Okay, I did mention — I think in part 1 — that Butler does not appear to believe in a gendered soul as so many gender identitarians do. But she’s acknowledging that belief here. I think she has switched back to meaning “gender” when she says gender, too. Very sloppy use of language. Big reason nobody understands what the hell she’s saying.
But, no. There’s nothing “spiritual” about sexist stereotypes. Thanks anyway.
Oh god. What now?
If gender attributes, however, are not expressive but performative, then these attributes effectively constitute the identity they are said to express or reveal. The distinction between expression and performativeness is quite crucial, for if gender attributes and acts, the various ways in which a body shows or produces its cultural signification, are performative, then there is no preexisting identity by which an act or attribute might be measured; there would be no true or false, real or distorted acts of gender, and the postulation of a true gender identity would be revealed as a regulatory fiction.
I… I am having a really hard time understanding the difference between expression and performance. I mean, they don’t mean absolutely the same thing? But… isn’t expression a type of performance? Or performance a type of expression? Something like that? And how exactly does she think this all works? We’re talking about people who engage in behaviors. Of course there’s a pre-existing identity. Someone with zero brain function wouldn’t have a pre-existing identity, and they wouldn’t engage in deliberate behaviors either.
I have another issue with this, too. If gender is just a collection of acts, how do you tell whether it’s true or false or real or distorted? Why even ask that question if it’s all made up anyway or measured after the fact, as you would if you were analyzing a collection of acts? God. Identify as table gender. I don’t care. It doesn’t make any difference.
That gender reality is created through sustained social performances means that the very notions of an essential sex, a true or abiding masculinity or femininity, are also constituted as part of the strategy by which the performative aspect of gender is concealed.
Sooooo now it’s that we made up the idea of true femaleness and true maleness to cover up the fact that woman and man are just acts and not real.
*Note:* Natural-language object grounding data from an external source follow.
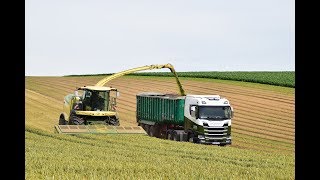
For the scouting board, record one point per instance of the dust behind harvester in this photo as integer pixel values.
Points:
(93, 109)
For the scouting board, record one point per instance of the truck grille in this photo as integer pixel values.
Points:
(215, 134)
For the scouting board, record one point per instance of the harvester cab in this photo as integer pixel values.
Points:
(93, 109)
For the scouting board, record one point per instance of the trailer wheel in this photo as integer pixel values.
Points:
(176, 136)
(191, 138)
(151, 131)
(62, 121)
(147, 129)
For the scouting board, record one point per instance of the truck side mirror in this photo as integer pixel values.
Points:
(193, 111)
(232, 112)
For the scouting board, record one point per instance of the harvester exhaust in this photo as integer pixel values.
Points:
(98, 129)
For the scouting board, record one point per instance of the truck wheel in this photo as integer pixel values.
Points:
(147, 129)
(153, 131)
(62, 121)
(191, 138)
(176, 136)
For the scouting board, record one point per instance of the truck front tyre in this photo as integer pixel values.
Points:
(152, 131)
(193, 139)
(62, 121)
(147, 129)
(169, 135)
(176, 136)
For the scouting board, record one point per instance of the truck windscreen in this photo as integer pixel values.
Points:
(214, 112)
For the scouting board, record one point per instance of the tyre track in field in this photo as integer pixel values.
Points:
(244, 99)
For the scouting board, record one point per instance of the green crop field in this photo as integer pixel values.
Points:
(262, 132)
(283, 78)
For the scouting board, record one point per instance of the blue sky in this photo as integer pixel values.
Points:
(66, 37)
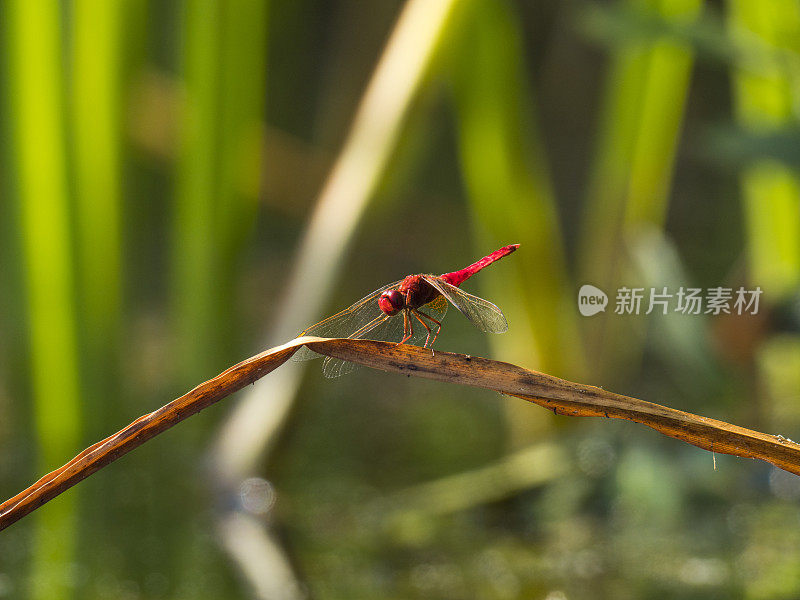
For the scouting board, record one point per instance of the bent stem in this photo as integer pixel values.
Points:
(561, 396)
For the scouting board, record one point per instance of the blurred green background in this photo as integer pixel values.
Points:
(187, 183)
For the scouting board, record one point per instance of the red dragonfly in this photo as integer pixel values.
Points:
(389, 313)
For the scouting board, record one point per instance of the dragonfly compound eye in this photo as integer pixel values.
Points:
(391, 302)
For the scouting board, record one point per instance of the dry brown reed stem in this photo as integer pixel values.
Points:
(560, 396)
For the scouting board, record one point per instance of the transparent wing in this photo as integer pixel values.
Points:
(389, 329)
(346, 322)
(483, 314)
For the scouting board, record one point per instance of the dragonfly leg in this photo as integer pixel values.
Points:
(438, 326)
(408, 330)
(425, 325)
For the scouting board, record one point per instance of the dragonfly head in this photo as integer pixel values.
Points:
(391, 302)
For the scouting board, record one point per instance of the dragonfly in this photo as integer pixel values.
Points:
(408, 310)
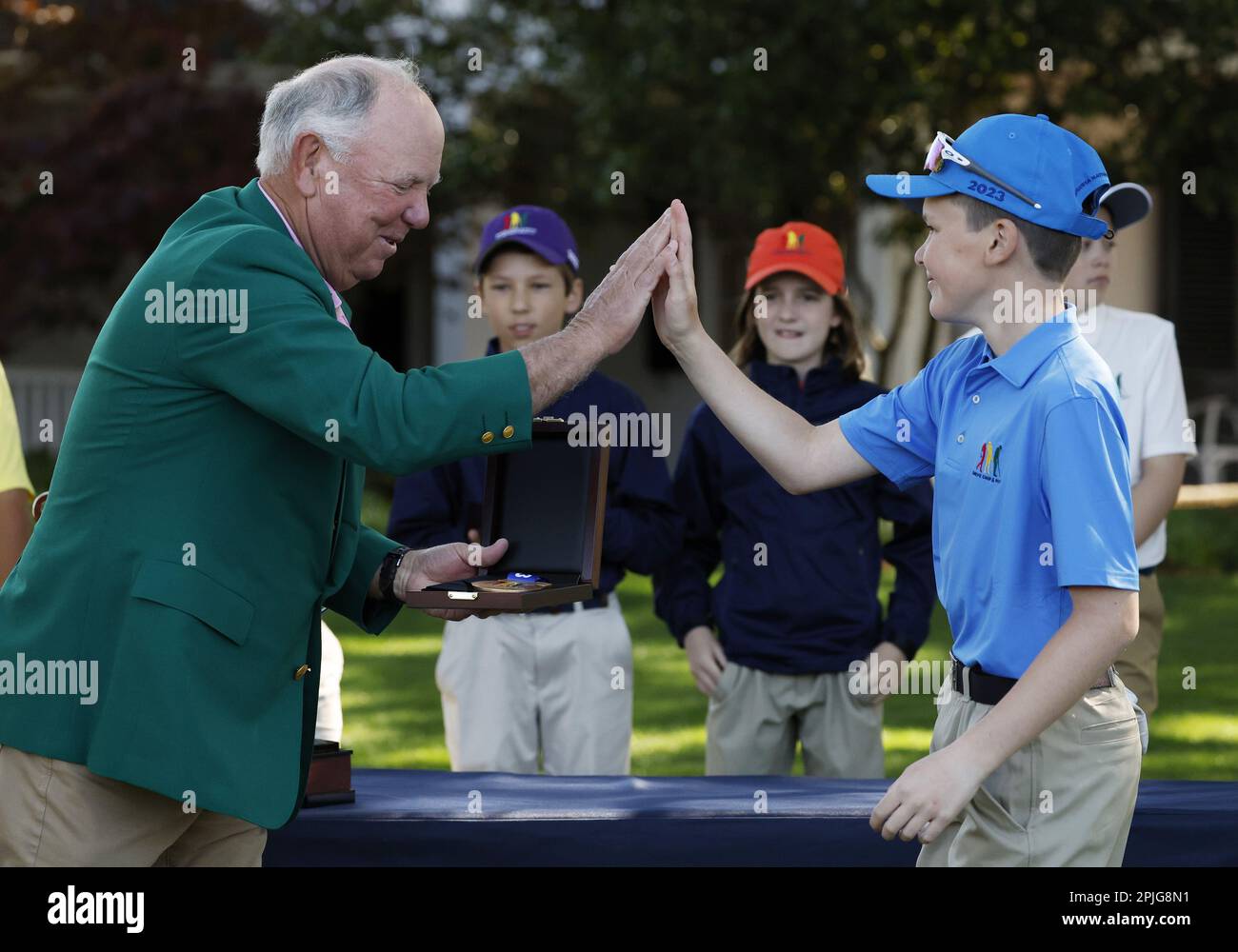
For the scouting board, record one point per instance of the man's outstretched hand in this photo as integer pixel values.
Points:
(449, 563)
(617, 305)
(675, 305)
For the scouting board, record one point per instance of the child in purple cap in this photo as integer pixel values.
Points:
(549, 687)
(1036, 751)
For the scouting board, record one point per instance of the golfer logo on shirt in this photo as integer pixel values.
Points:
(988, 466)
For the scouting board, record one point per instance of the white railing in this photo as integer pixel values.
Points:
(42, 394)
(1216, 437)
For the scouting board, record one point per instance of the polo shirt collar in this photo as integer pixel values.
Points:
(1020, 362)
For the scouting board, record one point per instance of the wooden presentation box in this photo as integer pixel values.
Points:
(549, 502)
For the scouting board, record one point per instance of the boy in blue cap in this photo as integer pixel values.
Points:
(1035, 755)
(555, 681)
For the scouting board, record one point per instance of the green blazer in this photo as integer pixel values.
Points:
(206, 506)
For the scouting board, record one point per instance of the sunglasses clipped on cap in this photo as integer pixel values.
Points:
(944, 149)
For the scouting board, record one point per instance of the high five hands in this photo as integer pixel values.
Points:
(656, 267)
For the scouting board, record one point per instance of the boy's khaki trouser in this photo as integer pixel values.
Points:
(755, 720)
(1064, 800)
(1137, 664)
(511, 684)
(56, 814)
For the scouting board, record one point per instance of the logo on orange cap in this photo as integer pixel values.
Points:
(799, 247)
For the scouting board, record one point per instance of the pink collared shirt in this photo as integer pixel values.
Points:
(334, 296)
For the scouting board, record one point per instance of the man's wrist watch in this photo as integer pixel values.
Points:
(387, 572)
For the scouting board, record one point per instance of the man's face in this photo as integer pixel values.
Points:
(953, 262)
(524, 297)
(1090, 271)
(383, 188)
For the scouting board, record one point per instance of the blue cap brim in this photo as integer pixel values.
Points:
(908, 188)
(539, 249)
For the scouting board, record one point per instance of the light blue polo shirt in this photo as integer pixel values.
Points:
(1032, 486)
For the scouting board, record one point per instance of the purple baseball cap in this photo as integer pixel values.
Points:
(532, 227)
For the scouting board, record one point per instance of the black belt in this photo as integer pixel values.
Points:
(599, 601)
(986, 688)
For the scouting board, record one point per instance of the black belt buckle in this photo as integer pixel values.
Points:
(977, 684)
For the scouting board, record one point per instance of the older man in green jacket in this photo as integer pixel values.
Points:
(160, 637)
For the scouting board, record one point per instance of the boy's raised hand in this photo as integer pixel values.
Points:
(618, 304)
(675, 305)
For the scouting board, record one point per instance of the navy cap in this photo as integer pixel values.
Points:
(1128, 202)
(1053, 168)
(532, 227)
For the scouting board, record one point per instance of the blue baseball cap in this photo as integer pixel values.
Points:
(1020, 164)
(532, 227)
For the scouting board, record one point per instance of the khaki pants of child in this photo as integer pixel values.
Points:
(330, 712)
(1137, 664)
(1064, 800)
(56, 814)
(514, 683)
(755, 720)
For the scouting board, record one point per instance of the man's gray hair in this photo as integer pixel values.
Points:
(332, 99)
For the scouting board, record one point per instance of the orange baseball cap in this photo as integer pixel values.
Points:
(799, 247)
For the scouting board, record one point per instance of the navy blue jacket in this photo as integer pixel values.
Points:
(812, 608)
(642, 526)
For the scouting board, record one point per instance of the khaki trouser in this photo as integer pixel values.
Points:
(1064, 800)
(56, 814)
(514, 683)
(1137, 664)
(755, 720)
(330, 672)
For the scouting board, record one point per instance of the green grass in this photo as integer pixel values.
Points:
(392, 716)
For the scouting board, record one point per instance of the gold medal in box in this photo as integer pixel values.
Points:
(530, 584)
IT’S A CONSPIRACY, I TELL YOU
That last paragraph is a doozy and it’s late and I’m tired. But I’ll give you a snippet of it and otherwise, feel free to go read the whole thing and then point and laugh at her. Or just be really confused. I don’t care. This here, this is trash.
As opposed to a view such as Erving Goffman's which posits a self which assumes and exchanges various 'roles' within the complex social expectations of the 'game' of modern life… I am suggesting that this self is not only irretrievably 'outside,' constituted in social discourse, but that the ascription of interiority is itself a publically [sic] regulated and sanctioned form of essence fabrication.
No, yeah, sure. Not only are women and men a figment of your imagination, you are a figment of your imagination too. Jesus Harold Christ.
I’m sorry. I thought this was going to be shorter than it was and I was SO WRONG. But we’re done with this one. Thank fuck. (Sorry.)
I should be getting to the final section tomorrow (Tuesday), so… look forward to that? Or not? Whatever.